» Śro wrz 04, 2013 20:03
Re: Opowieści Mopika
Dzis mokre rano podala zona (wczesniej wstaje, bo ma prace od 7.00 rano) i zapomniala, a po powrocie odruchowo sypnela suchego. No nic, jutro tez jest dzien - testowalem juz dolewanie wody i tak lyzka/dwie bez problemu sa tolerowane, przy 3-4 jest krecenie nosem i albo zje albo nie zje.
BTW - zemsta Mopika. Pochwalilem sie, ze zaaplikowalem mu tabletke, wiec pewnie kot poczul sie tym ponizony. Rewanz byl okrutny - podlal nam szafke w korytarzu (i stojace obok buty, na szczescie nieznacznie, raczej rozpryskiem niz trafieniem bezposredni) takim megasikiem. A ze wczesniej w kuwecie znalazlem baardzo konkretna bryle, to... no paranoja jest, bo ja sie ciesze, ze mi kto szcza poza kuweta... ale no wlasnie - dwa duze siki dziennie to sporo wiecej niz 1 sredni sik, ktory ostatnio byl standardem. Ergo - musi wiecej wody wchlaniac...

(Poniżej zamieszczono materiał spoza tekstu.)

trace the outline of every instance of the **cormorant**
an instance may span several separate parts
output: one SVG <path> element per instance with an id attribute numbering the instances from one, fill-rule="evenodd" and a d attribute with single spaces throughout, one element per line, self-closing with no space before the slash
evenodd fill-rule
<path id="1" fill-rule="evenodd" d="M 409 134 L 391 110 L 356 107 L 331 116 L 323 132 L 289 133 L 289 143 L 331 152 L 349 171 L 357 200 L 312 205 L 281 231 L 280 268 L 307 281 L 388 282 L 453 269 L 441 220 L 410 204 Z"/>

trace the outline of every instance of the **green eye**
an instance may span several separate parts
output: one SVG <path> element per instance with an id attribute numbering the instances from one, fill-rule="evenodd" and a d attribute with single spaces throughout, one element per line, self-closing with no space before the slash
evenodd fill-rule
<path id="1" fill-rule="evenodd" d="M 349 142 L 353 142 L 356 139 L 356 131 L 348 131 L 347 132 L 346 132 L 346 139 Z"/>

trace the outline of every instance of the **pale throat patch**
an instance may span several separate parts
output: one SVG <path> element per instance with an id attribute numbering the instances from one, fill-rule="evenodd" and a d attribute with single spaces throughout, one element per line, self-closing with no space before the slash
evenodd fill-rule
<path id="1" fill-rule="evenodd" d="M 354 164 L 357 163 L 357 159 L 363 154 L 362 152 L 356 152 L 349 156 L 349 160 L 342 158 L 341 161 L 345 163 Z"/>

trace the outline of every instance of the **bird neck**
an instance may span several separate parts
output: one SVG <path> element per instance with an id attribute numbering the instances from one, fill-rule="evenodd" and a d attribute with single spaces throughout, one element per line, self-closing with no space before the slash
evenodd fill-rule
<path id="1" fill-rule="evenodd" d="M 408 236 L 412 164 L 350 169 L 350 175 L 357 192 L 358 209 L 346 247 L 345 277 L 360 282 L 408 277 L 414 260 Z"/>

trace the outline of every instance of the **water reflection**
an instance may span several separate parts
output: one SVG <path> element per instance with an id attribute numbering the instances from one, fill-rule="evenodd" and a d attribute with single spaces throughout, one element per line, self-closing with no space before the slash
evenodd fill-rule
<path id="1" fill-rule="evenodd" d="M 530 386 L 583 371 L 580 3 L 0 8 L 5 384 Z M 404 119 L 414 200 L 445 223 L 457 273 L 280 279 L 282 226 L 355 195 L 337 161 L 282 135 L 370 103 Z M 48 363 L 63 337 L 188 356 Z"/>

BTW: polecam wam taki preparat Urine-off. On sobie naprawde radzi z kocimi sikami i ich zapaszkiem. Tani moze nie jest (litrowa butla ok. 70 zl, trzylitrowa wychodzi sporo taniej za litr) ale tez wcale nie trzeba go wylewac duzo. Wycieramy siury do sucha (stosuje reczniki papierowe) na to polewamy tak z 50 ml max. plynu, rozprowadzam kawalkiem recznika papierowego po zasikanym terenie, zostawiam na minute/dwie zeby zareagowalo z resztkami moczu. Potem to wycieram (bo jednak sa tam tez jakies detergenty) szmatka maczana w wodzie (dodaje troszke octu). I mowcie co chcecie - nie capi nic, a nic.

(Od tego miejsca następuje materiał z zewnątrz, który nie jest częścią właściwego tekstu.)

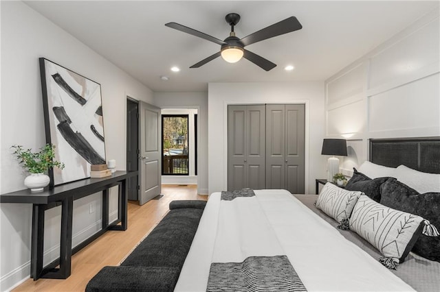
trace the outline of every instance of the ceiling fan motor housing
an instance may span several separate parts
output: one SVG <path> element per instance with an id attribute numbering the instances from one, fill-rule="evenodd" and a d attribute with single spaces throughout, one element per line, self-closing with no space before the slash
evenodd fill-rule
<path id="1" fill-rule="evenodd" d="M 235 36 L 228 36 L 228 38 L 225 38 L 225 42 L 226 43 L 221 45 L 221 51 L 231 48 L 243 50 L 243 48 L 245 47 L 244 45 L 243 45 L 243 43 L 241 43 L 241 42 L 240 41 L 240 39 Z"/>

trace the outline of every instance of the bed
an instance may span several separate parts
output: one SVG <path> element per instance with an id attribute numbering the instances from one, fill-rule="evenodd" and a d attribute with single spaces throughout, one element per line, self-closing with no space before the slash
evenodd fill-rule
<path id="1" fill-rule="evenodd" d="M 400 167 L 402 164 L 412 169 Z M 412 175 L 408 183 L 415 187 L 424 175 L 418 170 L 440 173 L 440 139 L 371 140 L 370 162 L 362 167 L 360 171 L 368 175 L 355 170 L 353 178 L 363 175 L 371 181 L 380 181 L 382 190 L 384 182 L 400 184 L 389 178 L 402 175 L 402 171 Z M 428 178 L 432 188 L 440 188 L 436 185 L 440 184 L 437 177 Z M 416 186 L 430 190 L 428 184 Z M 355 191 L 352 195 L 355 193 L 359 202 L 361 198 L 373 201 Z M 439 195 L 439 192 L 432 195 Z M 285 190 L 211 194 L 175 291 L 440 290 L 438 260 L 425 258 L 406 248 L 405 252 L 409 254 L 396 263 L 395 269 L 384 267 L 386 265 L 378 258 L 386 258 L 362 238 L 362 232 L 336 228 L 343 225 L 343 220 L 340 222 L 329 217 L 319 204 L 316 205 L 320 208 L 317 208 L 318 197 L 294 195 Z M 379 204 L 382 199 L 375 199 L 372 204 Z M 353 214 L 363 212 L 360 208 L 355 204 Z M 350 220 L 350 224 L 355 221 Z M 423 232 L 432 231 L 426 221 L 421 218 L 417 230 L 421 232 L 425 224 Z M 353 224 L 350 229 L 354 230 Z M 415 229 L 416 232 L 419 231 Z M 410 241 L 411 248 L 415 240 Z M 283 278 L 285 275 L 289 279 Z"/>

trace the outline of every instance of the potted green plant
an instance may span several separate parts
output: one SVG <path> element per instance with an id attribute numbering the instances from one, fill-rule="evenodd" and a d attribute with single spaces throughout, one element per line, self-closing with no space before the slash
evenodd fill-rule
<path id="1" fill-rule="evenodd" d="M 333 182 L 336 182 L 338 186 L 343 186 L 346 182 L 346 178 L 339 172 L 333 176 Z"/>
<path id="2" fill-rule="evenodd" d="M 25 150 L 21 145 L 11 148 L 15 149 L 14 154 L 21 166 L 30 173 L 25 178 L 25 186 L 32 192 L 43 191 L 49 184 L 50 178 L 47 173 L 50 168 L 64 168 L 64 163 L 55 160 L 55 146 L 52 144 L 46 144 L 38 152 L 33 152 L 31 149 Z"/>

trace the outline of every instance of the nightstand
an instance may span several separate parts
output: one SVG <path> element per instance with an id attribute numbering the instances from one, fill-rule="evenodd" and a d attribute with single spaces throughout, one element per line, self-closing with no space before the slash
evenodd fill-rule
<path id="1" fill-rule="evenodd" d="M 327 180 L 326 180 L 325 178 L 317 178 L 315 180 L 316 181 L 316 188 L 315 193 L 318 195 L 319 194 L 319 184 L 324 185 L 327 183 Z M 334 182 L 332 182 L 332 184 L 334 184 L 335 186 L 338 186 L 338 184 L 335 184 Z M 342 188 L 345 188 L 345 186 L 338 186 Z"/>

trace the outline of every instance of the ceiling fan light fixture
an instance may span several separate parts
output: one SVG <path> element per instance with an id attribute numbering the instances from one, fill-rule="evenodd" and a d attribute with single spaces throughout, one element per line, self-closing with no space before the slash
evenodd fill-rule
<path id="1" fill-rule="evenodd" d="M 221 58 L 228 63 L 236 63 L 243 58 L 244 52 L 240 47 L 225 47 L 221 49 Z"/>

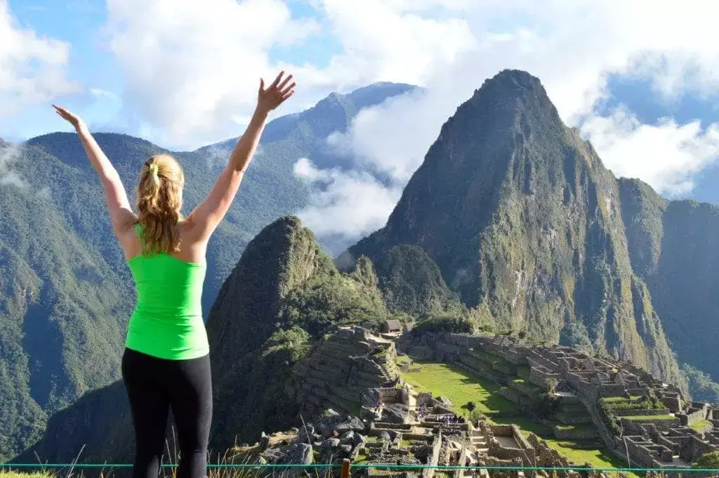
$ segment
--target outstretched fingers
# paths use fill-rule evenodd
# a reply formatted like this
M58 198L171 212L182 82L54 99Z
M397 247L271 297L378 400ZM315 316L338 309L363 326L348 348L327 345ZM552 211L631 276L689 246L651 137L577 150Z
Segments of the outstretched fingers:
M282 96L283 99L284 99L285 97L289 98L290 96L288 95L291 95L293 93L295 92L295 86L296 84L297 84L296 83L293 81L292 84L290 84L289 86L280 91L280 96Z
M282 90L283 90L285 89L285 86L288 83L289 83L290 80L291 80L291 79L292 79L292 75L290 75L289 76L288 76L287 78L285 78L285 80L282 83L280 83L279 84L279 86L278 86L278 89L279 89L280 91Z
M272 82L271 85L270 85L270 88L268 89L274 89L275 88L276 88L278 84L280 84L280 80L282 79L282 76L284 75L284 74L285 74L285 71L284 70L283 70L282 71L280 71L280 74L278 75L277 78L275 78L275 81Z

Dziala tez na stare plamy, choc wtedy trzeba uzywc wiecej plynu i zostawic na dluzej. Pomoglo nawet na taki gruby dywanik, w ktore ten pomiot szatana kiedys solidnie nasiural i zadne prania i wietrzenia do konca nie wywabily zapachu. Tutaj zuzylem wprawdzie sporo plynu, zeby porzadnie nasaczyc dywan, ale... pomoglo. Po wypraniu nawet kot przestal sie w niego wwachiwac, czyli pewnie nic nie czuje.

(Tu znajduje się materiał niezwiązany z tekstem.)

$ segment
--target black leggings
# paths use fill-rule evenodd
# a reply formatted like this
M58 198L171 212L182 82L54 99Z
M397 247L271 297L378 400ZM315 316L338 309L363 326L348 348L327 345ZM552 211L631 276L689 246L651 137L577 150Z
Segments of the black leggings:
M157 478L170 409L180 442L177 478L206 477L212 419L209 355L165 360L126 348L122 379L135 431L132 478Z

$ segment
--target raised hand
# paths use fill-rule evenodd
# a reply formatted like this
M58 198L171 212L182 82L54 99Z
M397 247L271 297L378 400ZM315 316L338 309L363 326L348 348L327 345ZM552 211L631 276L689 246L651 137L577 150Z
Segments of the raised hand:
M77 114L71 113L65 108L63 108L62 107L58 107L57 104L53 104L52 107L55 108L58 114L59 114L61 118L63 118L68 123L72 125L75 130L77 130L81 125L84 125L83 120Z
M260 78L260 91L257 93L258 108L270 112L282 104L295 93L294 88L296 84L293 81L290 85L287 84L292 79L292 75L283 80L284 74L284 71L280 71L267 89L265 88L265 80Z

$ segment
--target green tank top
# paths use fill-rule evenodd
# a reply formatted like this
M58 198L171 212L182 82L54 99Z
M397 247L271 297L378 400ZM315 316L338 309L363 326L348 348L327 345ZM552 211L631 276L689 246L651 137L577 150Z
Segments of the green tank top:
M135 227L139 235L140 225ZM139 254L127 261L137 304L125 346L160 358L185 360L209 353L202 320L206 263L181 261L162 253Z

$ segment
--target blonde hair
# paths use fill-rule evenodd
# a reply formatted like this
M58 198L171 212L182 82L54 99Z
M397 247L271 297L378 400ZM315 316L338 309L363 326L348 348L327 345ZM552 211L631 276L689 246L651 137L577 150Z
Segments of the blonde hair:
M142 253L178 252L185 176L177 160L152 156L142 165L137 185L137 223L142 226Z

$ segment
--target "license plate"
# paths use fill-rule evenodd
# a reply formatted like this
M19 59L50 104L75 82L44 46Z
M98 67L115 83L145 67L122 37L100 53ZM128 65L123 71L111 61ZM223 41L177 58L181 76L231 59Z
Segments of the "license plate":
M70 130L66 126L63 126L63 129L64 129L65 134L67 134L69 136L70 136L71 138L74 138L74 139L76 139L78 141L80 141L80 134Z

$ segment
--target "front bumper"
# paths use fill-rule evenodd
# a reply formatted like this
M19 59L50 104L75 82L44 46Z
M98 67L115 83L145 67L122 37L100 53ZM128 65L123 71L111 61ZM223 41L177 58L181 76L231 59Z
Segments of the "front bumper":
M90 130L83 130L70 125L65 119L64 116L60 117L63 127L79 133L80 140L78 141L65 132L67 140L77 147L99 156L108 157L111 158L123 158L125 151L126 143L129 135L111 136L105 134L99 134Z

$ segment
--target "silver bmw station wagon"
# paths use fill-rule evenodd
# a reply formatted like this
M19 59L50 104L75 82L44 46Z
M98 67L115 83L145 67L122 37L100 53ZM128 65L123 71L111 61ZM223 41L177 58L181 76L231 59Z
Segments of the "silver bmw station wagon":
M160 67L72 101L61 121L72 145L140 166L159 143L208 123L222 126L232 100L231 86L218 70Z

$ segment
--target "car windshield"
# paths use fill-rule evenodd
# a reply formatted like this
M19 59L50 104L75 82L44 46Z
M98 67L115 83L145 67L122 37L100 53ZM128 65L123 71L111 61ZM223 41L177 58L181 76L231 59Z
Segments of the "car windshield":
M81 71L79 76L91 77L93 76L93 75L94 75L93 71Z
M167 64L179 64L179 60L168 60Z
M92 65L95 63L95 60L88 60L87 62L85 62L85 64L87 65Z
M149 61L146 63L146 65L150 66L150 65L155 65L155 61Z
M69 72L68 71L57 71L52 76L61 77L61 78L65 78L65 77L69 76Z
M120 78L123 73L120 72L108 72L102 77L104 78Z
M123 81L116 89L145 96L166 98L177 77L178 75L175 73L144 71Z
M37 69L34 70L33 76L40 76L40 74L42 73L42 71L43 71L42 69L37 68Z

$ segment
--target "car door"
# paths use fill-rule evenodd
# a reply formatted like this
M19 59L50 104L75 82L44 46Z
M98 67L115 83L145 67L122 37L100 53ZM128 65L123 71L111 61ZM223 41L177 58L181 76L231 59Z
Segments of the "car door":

PS. Nie jestem jego dystrybutorem, nikt z moich bliskich i znajomych tez. Po prostu dziele sie skuteczna metoda zwalczania tego dosc przykrego zapachu.
Co do Mopika, to wcina po sterydzie az mu sie uszy trzesa, pije srednio, ale cos tam pije. Dzis byl strasznie spiety jak wrocilem z pracy - niby sie nie chowal a byl sztywny, gdy go polozylem na lozku, to tak lezal. Wiecie co pomoglo? Podatnie tabletki. Tzn. kot naiczony doswiadczeniem oczekiwal, ze COS mu zrobie (zastrzyk?) po niedawnej wizycie u lekarza i nie mogl sie wyluzowac. Nawet czesanie do konca go nie przekonalo. A zaraz po podaniu tabletki, kot uznal, ze norma dreczenia wyczerpana na dzis, i wyraznie sie wyluzowal.
Dzis zreszta przyszedl z zalosnym miaukiem i - co u niego raczej rzadkie - dopraszal sie wziecia na reke. A potem - co jeszcze rzadsze - z 5-10 minut wtulal sie mi w piers, jak wtedy gdy byl malutkim kotkiem i tak spal, mruczac rozkosznie. No nie powiem, tez mi bylo blogo, choc musialem odlozyc na bok wazna robote. ALe takim prosbom sie nie odmawia...
Musze powiedziec, ze dzis mam jednak zupelnie inny nastroj niz wczoraj - jakos tak to bardziej optymistycznie wszystko widze.
PS. I zrozum tu kota - uwielbiana dotad spirulina, ktora traktowal jak smakolyk i zawsze patrzyl czy bedzie wiecej - dzis powachana, tracona nosem i wzgardzona z mina "no chyba zartujesz, to jest przeciez w ogole niejadalne". Nic to, wrzucilem mu do karmy, moze zje wraz z nia...

Ludzie, którzy nie lubią kotów, w poprzednim życiu musieli być myszami.